The health-check script’s footer uses the same **no-§** convention.

### Evidence closure checklist

1. **Rules / CMS:** Did **`ThreadPool.SearchRejected`** (or a metric/event with the same meaning) fire in the report window? State **yes / no** explicitly.
2. **Engine (stable path):** **`GET /_nodes/stats/thread_pool`** with **`filter_path`** for **`search`**; **`GET /_tasks?detailed=true&actions=*search*`** when CPU or reject signals exist.
3. **Narrative:** If (1) is yes or engine shows **`search.rejected` / queue**, do **not** deliver a **GC-only** conclusion for a **read-heavy** incident — tie **GC/CPU** to **co-occurring search load** when evidence supports it (see **Co‑stress** note at the top of this document).

---

## 1. Search thread-pool queue buildup (`SearchQueueHigh`, P0)

### Inspect

```bash
GET _nodes/stats/thread_pool?filter_path=nodes.*.thread_pool.search,nodes.*.name
# queue = current depth; rejected = cumulative rejects (since node process start unless reset)
```

**Counter semantics:** `search.rejected` is **cumulative** for the node process (until restart). Do **not** treat the current value as “rejects only inside the diagnosis window” unless you have a **delta** between two samples or a known reset. **`queue == 0`** can still follow a burst where **`rejected` increased** — the pool drained after the spike.

### Root causes

**A — Slow queries holding workers**

- **Signals:** few tasks tie up `search` workers; queue grows behind them  
- **Check:** `GET _tasks?detailed=true&actions=*search*`  
- **Mitigate:** `POST _tasks/{task_id}/_cancel`, then fix the query  

**B — QPS exceeds capacity**

- **Signals:** queue grows roughly linearly with traffic  
- **Mitigate:** throttle / shed load at the client or gateway; **scale out** nodes  

**C — CPU starved**

- **Signals:** high CPU **and** high search queue  
- **Mitigate:** [sop-cpu-load.md](sop-cpu-load.md)  

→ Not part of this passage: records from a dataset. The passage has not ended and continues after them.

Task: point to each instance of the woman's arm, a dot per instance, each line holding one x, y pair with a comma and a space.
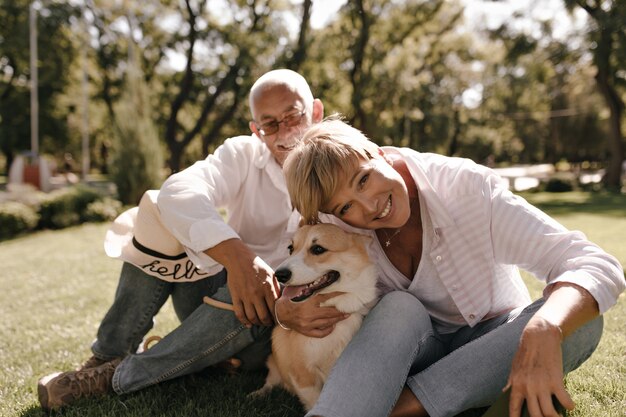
537, 369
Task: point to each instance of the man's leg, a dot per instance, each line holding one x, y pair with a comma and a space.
138, 299
187, 296
208, 336
371, 372
473, 375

### Note: search queue size is not a tuning knob

On typical Elasticsearch builds the **search** queue has a **fixed** upper bound (often **1000**). Unlike some write-side pools, you usually **cannot** “fix” saturation by raising the search queue — you must **reduce work per query**, **reduce concurrency**, or **add capacity**.

---

## 2. Search thread-pool rejections (`SearchRejected`, P0)

### Symptoms

- Clients: **`HTTP 429 Too Many Requests`** on search paths  
- Logs: `rejected execution of search` (wording varies by version)  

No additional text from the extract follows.